Aloysius Joseph "Allan" Travers, SJ, also known as Aloysius Stanislaus Travers (May 7, 1892 – April 19, 1968), was a Major League Baseball pitcher who made a one-game appearance during the 1912 strike of the Detroit Tigers. He is the only Catholic priest to have played major league baseball.

Travers was only playing because the Detroit Tigers team had refused to play after their teammate Ty Cobb had been suspended for attacking a heckler who called him a "half-nigger" during a game against the New York Yankees at Hilltop Park three days earlier.

Travers does not, as is often reported, hold the major league record for most hits or runs allowed in a game, although he does hold the major league record for earned runs in a single major league game.  The Cleveland Blues' Dave Rowe, who was primarily an outfielder, gave up 35 runs (12 earned) on 29 hits in a game played on July 24, 1882.  Travers does hold the two negative records for American League play.

Career
On May 15, Cobb had entered the stands at the end of the sixth inning after being taunted with racist abuse from a heckler. Claude Lueker, who due to an industrial accident had lost one complete hand and only had three fingers on the other, had repeatedly called Cobb 'a half nigger'. When Cobb began beating him, fans pleaded with him to stop hitting a man with no hands. But Cobb reportedly shouted back, "I don't care if he has no feet!".

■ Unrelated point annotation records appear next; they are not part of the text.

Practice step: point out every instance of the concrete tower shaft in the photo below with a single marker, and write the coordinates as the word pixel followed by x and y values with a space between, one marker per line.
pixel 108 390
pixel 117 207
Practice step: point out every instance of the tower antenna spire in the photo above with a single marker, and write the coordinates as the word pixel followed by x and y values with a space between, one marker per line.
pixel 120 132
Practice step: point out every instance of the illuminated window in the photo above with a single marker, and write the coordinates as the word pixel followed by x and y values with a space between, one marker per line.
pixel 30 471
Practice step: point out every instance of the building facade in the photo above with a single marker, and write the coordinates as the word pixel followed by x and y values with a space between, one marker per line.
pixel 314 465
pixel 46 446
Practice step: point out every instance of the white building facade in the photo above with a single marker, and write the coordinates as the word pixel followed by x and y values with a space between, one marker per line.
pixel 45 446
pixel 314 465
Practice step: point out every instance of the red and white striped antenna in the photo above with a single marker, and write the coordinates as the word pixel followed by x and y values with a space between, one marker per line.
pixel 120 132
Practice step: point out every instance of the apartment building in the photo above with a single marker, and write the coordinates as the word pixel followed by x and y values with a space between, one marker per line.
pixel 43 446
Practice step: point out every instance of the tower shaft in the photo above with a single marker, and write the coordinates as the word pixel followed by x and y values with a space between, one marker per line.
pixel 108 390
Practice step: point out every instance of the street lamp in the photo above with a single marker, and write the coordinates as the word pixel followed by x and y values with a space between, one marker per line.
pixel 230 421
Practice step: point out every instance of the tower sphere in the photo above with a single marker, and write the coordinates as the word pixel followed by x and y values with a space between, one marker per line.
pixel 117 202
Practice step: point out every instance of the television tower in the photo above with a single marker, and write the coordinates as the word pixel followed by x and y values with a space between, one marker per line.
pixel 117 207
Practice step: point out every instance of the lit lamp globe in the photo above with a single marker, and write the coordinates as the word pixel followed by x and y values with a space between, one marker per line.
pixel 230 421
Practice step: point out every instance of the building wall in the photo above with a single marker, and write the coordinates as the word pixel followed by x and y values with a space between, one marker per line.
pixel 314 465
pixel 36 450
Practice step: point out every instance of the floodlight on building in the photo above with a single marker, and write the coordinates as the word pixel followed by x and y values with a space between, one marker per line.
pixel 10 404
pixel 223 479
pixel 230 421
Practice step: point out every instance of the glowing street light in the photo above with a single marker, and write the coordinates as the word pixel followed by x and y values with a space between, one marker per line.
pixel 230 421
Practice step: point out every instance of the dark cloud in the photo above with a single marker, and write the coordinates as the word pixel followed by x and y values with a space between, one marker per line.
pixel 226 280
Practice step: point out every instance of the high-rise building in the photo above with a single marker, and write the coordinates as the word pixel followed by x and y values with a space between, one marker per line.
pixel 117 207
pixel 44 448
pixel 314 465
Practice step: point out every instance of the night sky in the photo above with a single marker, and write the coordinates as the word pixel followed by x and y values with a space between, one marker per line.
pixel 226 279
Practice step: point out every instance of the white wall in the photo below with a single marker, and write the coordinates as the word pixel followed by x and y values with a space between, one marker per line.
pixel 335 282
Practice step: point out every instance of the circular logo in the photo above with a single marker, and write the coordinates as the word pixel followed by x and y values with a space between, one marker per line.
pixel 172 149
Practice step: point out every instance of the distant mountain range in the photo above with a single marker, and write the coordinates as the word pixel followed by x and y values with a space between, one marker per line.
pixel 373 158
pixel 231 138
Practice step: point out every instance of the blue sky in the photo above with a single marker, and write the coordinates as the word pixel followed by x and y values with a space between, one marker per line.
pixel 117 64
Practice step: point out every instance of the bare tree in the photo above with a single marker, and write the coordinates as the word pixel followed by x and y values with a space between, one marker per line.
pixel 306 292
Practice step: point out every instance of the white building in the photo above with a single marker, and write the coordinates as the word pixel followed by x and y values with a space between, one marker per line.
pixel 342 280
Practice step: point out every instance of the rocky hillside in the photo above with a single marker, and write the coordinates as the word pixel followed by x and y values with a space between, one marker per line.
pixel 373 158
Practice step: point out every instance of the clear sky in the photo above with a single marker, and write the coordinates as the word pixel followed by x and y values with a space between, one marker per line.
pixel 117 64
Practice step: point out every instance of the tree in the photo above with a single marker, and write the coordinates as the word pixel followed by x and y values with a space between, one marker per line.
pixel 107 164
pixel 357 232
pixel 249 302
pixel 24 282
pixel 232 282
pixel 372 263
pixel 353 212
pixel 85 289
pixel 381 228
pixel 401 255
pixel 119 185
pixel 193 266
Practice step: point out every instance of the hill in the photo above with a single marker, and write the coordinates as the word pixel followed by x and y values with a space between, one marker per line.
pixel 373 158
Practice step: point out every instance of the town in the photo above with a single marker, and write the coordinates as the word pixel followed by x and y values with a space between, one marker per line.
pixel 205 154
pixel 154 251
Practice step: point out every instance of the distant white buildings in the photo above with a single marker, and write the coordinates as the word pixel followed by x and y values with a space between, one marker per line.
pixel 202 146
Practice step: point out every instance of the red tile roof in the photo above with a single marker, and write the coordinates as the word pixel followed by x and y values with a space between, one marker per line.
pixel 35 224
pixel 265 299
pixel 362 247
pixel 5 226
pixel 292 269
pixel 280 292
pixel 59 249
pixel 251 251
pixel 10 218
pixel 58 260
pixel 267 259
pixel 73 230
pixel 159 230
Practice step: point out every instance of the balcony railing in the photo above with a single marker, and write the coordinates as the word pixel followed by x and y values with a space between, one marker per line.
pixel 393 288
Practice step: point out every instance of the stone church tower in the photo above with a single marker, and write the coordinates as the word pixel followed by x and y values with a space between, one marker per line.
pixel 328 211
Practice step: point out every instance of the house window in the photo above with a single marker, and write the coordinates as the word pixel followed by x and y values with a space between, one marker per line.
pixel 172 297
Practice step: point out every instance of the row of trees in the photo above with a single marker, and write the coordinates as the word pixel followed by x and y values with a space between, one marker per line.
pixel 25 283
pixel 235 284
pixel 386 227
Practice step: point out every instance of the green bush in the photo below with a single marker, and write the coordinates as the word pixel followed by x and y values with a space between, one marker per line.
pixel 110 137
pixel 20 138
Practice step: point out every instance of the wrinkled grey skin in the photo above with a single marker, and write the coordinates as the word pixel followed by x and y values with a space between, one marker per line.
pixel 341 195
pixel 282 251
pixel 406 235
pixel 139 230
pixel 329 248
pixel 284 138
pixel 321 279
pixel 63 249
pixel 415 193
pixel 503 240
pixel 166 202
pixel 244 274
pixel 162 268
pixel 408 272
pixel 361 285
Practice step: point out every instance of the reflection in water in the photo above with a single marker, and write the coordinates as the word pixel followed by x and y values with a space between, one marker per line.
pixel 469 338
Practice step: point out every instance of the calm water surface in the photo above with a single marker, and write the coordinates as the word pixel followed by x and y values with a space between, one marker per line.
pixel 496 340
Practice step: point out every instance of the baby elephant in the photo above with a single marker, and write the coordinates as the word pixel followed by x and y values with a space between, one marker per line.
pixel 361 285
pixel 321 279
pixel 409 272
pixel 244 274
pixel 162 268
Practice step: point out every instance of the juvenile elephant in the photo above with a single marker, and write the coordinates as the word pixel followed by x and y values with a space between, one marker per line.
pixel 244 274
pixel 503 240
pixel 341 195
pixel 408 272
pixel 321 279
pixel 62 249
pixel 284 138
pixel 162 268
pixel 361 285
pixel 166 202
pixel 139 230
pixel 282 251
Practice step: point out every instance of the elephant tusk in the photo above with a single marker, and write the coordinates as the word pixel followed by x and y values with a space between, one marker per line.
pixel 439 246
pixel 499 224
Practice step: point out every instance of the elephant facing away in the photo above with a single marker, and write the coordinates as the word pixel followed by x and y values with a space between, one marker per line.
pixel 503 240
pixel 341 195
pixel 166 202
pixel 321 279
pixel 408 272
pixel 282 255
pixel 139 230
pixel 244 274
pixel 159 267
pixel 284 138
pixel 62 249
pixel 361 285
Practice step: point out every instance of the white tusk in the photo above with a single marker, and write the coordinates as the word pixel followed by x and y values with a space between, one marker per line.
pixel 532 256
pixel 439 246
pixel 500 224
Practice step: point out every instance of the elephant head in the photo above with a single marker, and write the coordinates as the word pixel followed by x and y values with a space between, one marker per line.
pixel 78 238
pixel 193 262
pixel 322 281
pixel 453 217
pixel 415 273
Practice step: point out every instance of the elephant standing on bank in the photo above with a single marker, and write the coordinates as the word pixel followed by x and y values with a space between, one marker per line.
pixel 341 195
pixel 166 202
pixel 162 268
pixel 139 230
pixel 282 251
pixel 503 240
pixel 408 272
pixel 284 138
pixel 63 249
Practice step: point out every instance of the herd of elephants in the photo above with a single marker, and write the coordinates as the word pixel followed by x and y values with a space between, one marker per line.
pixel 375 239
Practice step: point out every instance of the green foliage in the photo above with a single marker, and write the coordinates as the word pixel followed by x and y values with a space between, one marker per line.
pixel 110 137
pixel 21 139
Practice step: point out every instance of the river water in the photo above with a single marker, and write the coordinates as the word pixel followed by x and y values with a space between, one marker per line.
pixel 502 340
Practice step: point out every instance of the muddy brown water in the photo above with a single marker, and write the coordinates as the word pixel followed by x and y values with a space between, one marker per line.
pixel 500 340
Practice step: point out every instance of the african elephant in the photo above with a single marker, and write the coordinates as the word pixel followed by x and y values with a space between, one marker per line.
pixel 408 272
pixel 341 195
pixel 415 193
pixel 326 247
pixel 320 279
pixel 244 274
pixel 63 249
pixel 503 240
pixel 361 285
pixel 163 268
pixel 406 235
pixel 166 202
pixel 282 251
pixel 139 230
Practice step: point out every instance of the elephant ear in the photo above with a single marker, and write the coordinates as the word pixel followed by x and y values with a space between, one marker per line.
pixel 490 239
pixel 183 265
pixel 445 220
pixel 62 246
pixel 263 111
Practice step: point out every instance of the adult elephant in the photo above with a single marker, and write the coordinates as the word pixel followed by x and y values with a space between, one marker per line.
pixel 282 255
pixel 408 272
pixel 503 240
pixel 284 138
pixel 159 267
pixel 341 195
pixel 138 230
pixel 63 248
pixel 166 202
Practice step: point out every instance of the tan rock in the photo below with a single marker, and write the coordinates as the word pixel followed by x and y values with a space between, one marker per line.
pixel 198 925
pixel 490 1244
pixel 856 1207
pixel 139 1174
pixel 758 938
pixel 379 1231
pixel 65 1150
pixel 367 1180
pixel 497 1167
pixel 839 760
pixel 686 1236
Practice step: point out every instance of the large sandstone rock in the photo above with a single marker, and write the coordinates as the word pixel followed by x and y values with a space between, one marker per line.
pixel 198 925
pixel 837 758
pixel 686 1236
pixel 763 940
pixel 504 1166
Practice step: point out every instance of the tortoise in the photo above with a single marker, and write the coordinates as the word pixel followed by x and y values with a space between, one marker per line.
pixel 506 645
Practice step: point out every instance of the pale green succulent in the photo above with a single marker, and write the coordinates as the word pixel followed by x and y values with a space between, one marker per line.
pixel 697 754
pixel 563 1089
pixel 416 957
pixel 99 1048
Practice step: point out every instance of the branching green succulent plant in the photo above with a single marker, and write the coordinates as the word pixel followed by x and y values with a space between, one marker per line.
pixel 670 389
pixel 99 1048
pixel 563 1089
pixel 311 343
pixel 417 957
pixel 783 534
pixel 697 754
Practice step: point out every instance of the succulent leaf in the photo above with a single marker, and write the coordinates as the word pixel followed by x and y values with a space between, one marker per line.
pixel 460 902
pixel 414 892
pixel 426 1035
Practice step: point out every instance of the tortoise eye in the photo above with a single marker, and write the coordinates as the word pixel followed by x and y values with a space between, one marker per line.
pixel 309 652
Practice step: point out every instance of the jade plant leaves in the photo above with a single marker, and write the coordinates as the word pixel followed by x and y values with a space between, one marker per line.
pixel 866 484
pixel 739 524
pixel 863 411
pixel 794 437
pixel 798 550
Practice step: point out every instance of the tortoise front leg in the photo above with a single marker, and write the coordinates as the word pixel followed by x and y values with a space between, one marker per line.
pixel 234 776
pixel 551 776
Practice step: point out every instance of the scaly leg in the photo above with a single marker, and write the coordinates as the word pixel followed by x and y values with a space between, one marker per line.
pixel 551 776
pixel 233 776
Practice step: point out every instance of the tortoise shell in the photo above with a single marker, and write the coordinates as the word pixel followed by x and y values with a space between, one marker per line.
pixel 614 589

American League president Ban Johnson, who was attending the game, responded by suspending Cobb indefinitely.  Cobb's teammates voted to strike in support, refusing to play until he was reinstated. When Johnson threatened Tigers owner Frank Navin with a $5,000 fine for every game in which they failed to field a team, Navin ordered manager Hughie Jennings to find replacement players.  As the Tigers were on the road in Philadelphia to play the Athletics, Jennings recruited eight "Tigers" from a neighborhood in North Philadelphia. Each man was paid $25; Travers took on the role of pitcher upon learning that the position would pay $50.

Detroit Tigers
Jennings found Allan Travers on a city street corner. The 20-year-old junior from Philadelphia's St. Joseph's College was a violinist in the student orchestra, but had never pitched a game in his life. He had even been unable to make the school's varsity baseball team. Instead, Travers served as the team's assistant manager, preparing game summaries for the school annual.

Yet on May 18, 1912, Travers became a starting pitcher in a major league baseball game, walking out onto the mound in front of 15,000 Philadelphia fans at Shibe Park to face the two-time defending World Series champions. Over the next few hours Travers pitched to some of the best players of the era, including Frank "Home Run" Baker, Eddie Collins, and Stuffy McInnis.

Under these unlikely circumstances, Travers pitched the sport's most unlikely complete game, allowing 26 hits, 24 runs, 14 earned runs, 7 walks and one strikeout. Travers faced 50 batters through 8 innings, and was tagged with the loss in the 24–2 decision.

After the embarrassing display, Johnson met personally with the striking Tigers and told them they would be banned  for life if the strike continued.  Ty Cobb urged his teammates to end the strike, and the Tigers complied.  Accordingly, the major league career of Allan Travers and all but one of the other replacement Tigers was cut short at one game.  The lone exception was Billy Maharg, who later played in one game for the 1916 Philadelphia Phillies, but is best known for his off-the-field involvement in the 1919 Black Sox Scandal.

Additionally, Tigers manager Hughie Jennings (age 43) and coaches Joe Sugden (age 41) and Deacon McGuire (age 48), each of whom previously had long and distinguished careers as players, played in the game for the Tigers.  For all three men, it was their only playing appearance of the 1912 season.  Jennings would play in only one more major league game, in 1918.  It was the final game of both Sugden's and McGuire's careers.  The unplanned appearance raised McGuire's career total to 26 Major League seasons, a record which would not be surpassed until 1993, by Nolan Ryan.  McGuire (who became the last player born during the Civil War to appear in a big-league game) also recorded two fielding assists in the game, for a career total of 1,859, which remains the all-time record for catchers.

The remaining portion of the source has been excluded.